Let's not talk about the first JRPG ever: Koei, in turn, anticipated Dragon Quest by five years, with Underground Exploration and The Dragon and the Princess. But these are rudimentary titles that have not had great luck, as well as imitating Western forerunners much more than Dragon Quest.

Dragon Quest has the merit of giving a strong, innovative Japanese interpretation to the role-playing phenomenon western. As in the case of the first chapters of Final Fantasy, the similarities with Dungeons & Dragons are evident (like the aforementioned Mimic). But in front of the lucky Dragon Quest mascot, this blue and drop-shaped slime, there would never, ever be an immediate confrontation with the slimy slimes described by Gary Gygax, now very distant relatives.

The series continues to be a staple in the turn-based JRPG landscape.
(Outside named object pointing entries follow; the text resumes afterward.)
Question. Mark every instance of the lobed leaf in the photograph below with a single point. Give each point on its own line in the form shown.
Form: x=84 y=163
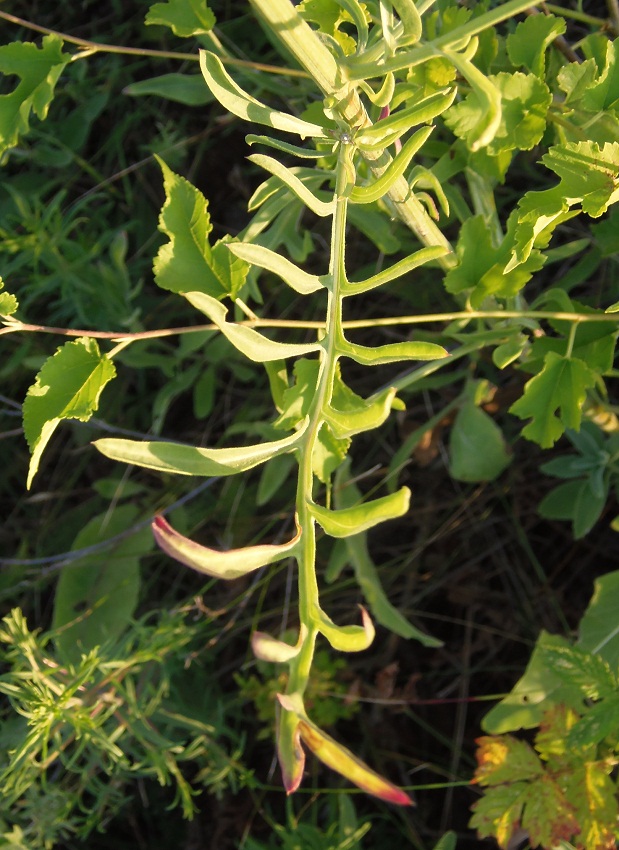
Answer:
x=38 y=70
x=243 y=105
x=231 y=564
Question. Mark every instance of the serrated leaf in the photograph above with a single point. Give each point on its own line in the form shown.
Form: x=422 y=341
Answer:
x=227 y=565
x=527 y=45
x=535 y=691
x=348 y=521
x=249 y=342
x=8 y=302
x=191 y=460
x=477 y=448
x=338 y=758
x=189 y=89
x=68 y=386
x=38 y=70
x=559 y=388
x=187 y=263
x=243 y=105
x=184 y=17
x=97 y=594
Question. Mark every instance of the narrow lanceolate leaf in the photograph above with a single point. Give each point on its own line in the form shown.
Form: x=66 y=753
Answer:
x=376 y=190
x=299 y=280
x=67 y=387
x=249 y=342
x=349 y=521
x=227 y=565
x=187 y=262
x=348 y=638
x=392 y=353
x=413 y=261
x=274 y=167
x=38 y=70
x=367 y=417
x=184 y=17
x=268 y=648
x=191 y=460
x=338 y=758
x=243 y=105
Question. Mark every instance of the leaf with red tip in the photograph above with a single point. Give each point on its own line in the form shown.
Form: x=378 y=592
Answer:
x=226 y=565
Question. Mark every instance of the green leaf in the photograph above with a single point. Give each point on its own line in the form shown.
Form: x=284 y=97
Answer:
x=67 y=387
x=527 y=45
x=8 y=302
x=225 y=565
x=535 y=691
x=348 y=521
x=249 y=342
x=391 y=353
x=38 y=70
x=97 y=594
x=191 y=460
x=477 y=449
x=560 y=387
x=243 y=105
x=187 y=262
x=184 y=17
x=299 y=280
x=189 y=89
x=346 y=495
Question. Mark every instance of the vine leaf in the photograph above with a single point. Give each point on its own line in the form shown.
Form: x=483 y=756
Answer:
x=560 y=387
x=527 y=45
x=97 y=595
x=225 y=565
x=191 y=460
x=67 y=387
x=184 y=17
x=589 y=176
x=187 y=262
x=38 y=70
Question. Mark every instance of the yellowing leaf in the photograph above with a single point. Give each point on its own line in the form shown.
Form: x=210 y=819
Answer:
x=67 y=387
x=226 y=565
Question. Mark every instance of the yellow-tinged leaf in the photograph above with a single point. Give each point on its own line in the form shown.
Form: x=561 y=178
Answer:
x=226 y=565
x=349 y=521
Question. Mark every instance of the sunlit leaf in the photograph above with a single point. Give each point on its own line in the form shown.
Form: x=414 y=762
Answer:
x=67 y=387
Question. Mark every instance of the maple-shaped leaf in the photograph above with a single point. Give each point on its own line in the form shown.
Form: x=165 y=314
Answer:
x=184 y=17
x=188 y=263
x=560 y=388
x=38 y=70
x=527 y=45
x=67 y=387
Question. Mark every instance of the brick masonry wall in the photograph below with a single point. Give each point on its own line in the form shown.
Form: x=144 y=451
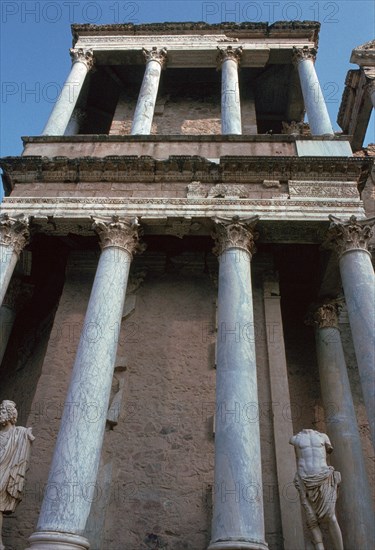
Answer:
x=182 y=116
x=158 y=460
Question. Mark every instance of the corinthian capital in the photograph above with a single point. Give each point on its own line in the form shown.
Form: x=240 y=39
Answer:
x=14 y=232
x=235 y=233
x=324 y=315
x=350 y=235
x=82 y=56
x=300 y=54
x=118 y=233
x=155 y=55
x=370 y=80
x=228 y=53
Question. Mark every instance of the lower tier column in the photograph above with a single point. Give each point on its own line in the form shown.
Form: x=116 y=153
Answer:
x=238 y=520
x=350 y=241
x=355 y=511
x=14 y=236
x=72 y=479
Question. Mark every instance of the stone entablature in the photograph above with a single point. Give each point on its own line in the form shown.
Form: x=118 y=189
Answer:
x=162 y=147
x=194 y=45
x=287 y=29
x=184 y=168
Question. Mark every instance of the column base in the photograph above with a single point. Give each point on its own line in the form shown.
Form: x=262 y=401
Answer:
x=52 y=540
x=236 y=544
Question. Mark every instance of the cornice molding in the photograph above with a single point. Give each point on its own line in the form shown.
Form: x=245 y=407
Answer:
x=184 y=168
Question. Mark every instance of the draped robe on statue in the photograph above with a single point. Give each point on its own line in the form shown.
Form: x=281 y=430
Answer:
x=15 y=446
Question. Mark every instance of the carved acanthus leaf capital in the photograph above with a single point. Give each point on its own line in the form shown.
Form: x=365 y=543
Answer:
x=228 y=53
x=82 y=56
x=350 y=235
x=294 y=128
x=325 y=315
x=124 y=234
x=14 y=232
x=155 y=54
x=302 y=54
x=370 y=80
x=235 y=233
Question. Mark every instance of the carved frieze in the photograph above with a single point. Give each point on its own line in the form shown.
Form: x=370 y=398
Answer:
x=14 y=232
x=323 y=189
x=184 y=168
x=350 y=235
x=82 y=56
x=235 y=233
x=180 y=228
x=124 y=233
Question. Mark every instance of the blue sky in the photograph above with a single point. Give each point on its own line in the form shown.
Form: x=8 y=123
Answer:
x=36 y=36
In Japan, Dragon Quest is a national phenomenon. Viscerally loved by players of all ages. Today, thanks to the success of Dragon Quest XI, the series is also growing in the West. In fact, the ground had already been prepared by the numerous remakes and localizations of the early 2000s. One thing is certain: the twelfth main chapter will be a new adventure for JRPG lovers. A new simple, classic, epochal odyssey.